Everything sounded perfect in the guidebook. Spectacular scenery, historic ruins, affordable inns spaced at comfortable intervals with clearly marked footpaths, a trail rating of “easy,” and a simple description of how to get to the trailhead. Based on this, we extended our trip in Turkey a few days to allow sufficient time to trek a portion of the Lycian Way. The Lycian Way is a long-distance footpath in southwestern Turkey that follows the Mediterranean for 500 kilometers from Fethiye to Antalya around the coast of ancient Lycia. The Sunday Times has listed it as one of the world’s top ten walks.
In the end, everything on our trek went well, but getting to the trailhead caused some consternation. Our first indication of difficulty was when we checked into our Fethiye guesthouse, told the owner about our plans and he said, “Why would you do it that way? It’s much easier if you do it the other direction. How will you get to Alinca?” I showed him our guidebook that described Alinca as a short taxi ride from Esen. “But that’s 30 kilometers and I don’t think you can even find a taxi in Esen.” Given that he organized treks himself, I chalked his protestation up to self-interest and retained faith in the guidebook. We planned to leave our bags in Fethiye, visit Kas for a few days, take a bus to Esen, somehow get to Alinca and then walk back to Fethiye. In Kas we asked several people if we could get a taxi from Esen to Alinca and everyone said no. I Googled other travel blogs to see if anyone had done it and found one blogger who had done it, albeit with much waiting and difficulty. With all this uncertainty, we decided to charter a taxi from Kas to sidestep the whole Esen taxi question.
On day one, our Taxi driver dropped us off for a 15-minute visit to Xanthos, a UNESCO world heritage site and the ancient Lycian capital. Lycia was a region in Anatolia in what are now the provinces of Antalya and Mugla on the southern coast of Turkey. It was a federation of ancient cities in the region and later a province of Rome. The Lycian League was the first federation in the world with democratic principles and it later influenced the United States Constitution. The city ruins were empty, except for the grazing sheep in the amphitheater, and we quickly walked the site. We were interested to read that Roman senator Brutus (one of Julius Caesar’s assassins) conquered Xanthos and having all just watched HBO’s Rome series, the image of actor Tobias Menzies stayed in our minds. Our driver honked the horn a few times and we jumped in the taxi to Alinca.

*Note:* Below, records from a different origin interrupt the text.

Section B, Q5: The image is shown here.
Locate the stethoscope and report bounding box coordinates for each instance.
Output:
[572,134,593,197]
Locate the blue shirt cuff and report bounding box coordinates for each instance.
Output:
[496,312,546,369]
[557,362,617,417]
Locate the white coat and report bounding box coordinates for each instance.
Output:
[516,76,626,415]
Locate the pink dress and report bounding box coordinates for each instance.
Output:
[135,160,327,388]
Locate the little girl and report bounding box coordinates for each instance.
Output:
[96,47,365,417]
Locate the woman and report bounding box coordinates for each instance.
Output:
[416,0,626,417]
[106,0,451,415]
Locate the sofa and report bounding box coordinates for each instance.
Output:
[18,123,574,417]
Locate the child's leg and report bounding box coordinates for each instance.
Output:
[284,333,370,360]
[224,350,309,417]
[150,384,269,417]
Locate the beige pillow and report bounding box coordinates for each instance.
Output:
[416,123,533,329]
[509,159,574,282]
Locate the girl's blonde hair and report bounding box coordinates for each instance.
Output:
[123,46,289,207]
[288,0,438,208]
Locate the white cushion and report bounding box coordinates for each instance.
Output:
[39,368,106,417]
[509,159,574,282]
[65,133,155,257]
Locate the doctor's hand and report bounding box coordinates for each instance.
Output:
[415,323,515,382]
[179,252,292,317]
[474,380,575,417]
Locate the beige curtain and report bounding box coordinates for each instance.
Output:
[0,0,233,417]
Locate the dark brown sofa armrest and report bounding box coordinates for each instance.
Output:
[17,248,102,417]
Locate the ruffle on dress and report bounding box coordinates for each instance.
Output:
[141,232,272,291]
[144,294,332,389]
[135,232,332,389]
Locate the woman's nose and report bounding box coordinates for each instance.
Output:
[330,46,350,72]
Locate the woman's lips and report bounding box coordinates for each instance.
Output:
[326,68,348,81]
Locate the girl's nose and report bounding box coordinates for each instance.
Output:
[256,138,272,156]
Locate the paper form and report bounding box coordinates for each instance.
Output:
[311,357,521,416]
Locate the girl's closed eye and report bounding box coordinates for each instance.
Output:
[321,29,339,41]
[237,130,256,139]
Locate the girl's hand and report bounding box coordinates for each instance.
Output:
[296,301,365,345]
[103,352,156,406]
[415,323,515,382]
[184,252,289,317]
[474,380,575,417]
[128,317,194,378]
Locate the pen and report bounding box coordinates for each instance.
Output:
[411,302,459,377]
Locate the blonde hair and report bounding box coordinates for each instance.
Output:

After a bit of searching we found the trail marker and started our first day of hiking. We followed mule trails over limestone and granite rocks, through olive and pine trees, while keeping the Mediterranean on our left. The trail is well-marked with red-and-white painted trail markers hastily swiped over large stones (see image). In places where there is some doubt as to where the trail goes, the wrong fork is marked with a red “X.” While the trail was rated “easy” by our guidebook, I’d say it was moderate; anytime you have to use your hands, I think your rating slides into the moderate category. We’d heard that this was Turkey’s first long-distance footpath and it was indeed beautiful. The large granite cliffs and boulders reminded us of Yosemite back in northern California. Within the first couple hours we passed by some grazing goats, one of which was in a tree -- four feet off the ground – munching leaves and small branches. After about four hours of hiking we descended upon the small village of Kabak, where we would spend the night. We asked directions from some men working on leveling a road. Their dog was a large Sheppard with a giant spiked-collar. The metal spiked collar is the traditional collar worn by Turkish Shepherd dogs while guarding their herds and the collars protect the dog and aid in fighting against wolves and bears. Every blacksmith has his own style; this one had six 8-inch spikes radiating from the dog’s neck. We quietly slipped past and found a pension in Kabak.
The second day we rose early, had the traditional Turkish breakfast of olive, cheese, bread, tomatoes, and cucumber, and starting climbing the trail amongst olive groves and stone fences. Every so often we saw a tortoise slowly making its way across the trail. We climbed to a ridge and followed it most of the way to Faralya. The views of the Mediterranean were stunning. We saw the Greek Island of Rhodes off in the distance as well as the picture perfect bay of OluDeniz. After only four hours, we arrived in Faralya and checked into George House hostel. From there, we had some lunch and then climbed a trail a couple hundred meters straight down into Butterfly Valley to see the beach. The trail was extremely narrow and steep and at three or four sections a rope was needed to negotiate the trail. We made it down in about an hour and – because the beach was closed off that day -- we hiked right back up. From the top we congratulated ourselves and admired the granite cliffs and turquoise Mediterranean Sea.
The hike to Faralya and then the climb down to the beach constituted a full day for us. My wife’s trendy Sketcher shoes looked nice but were not ideal for hiking over rocks and boulders. We decided to skip the third day and head straight back to Fethiye. I was anxious to let our guesthouse owner know we really enjoyed hiking the “wrong direction” on the Lycian Way.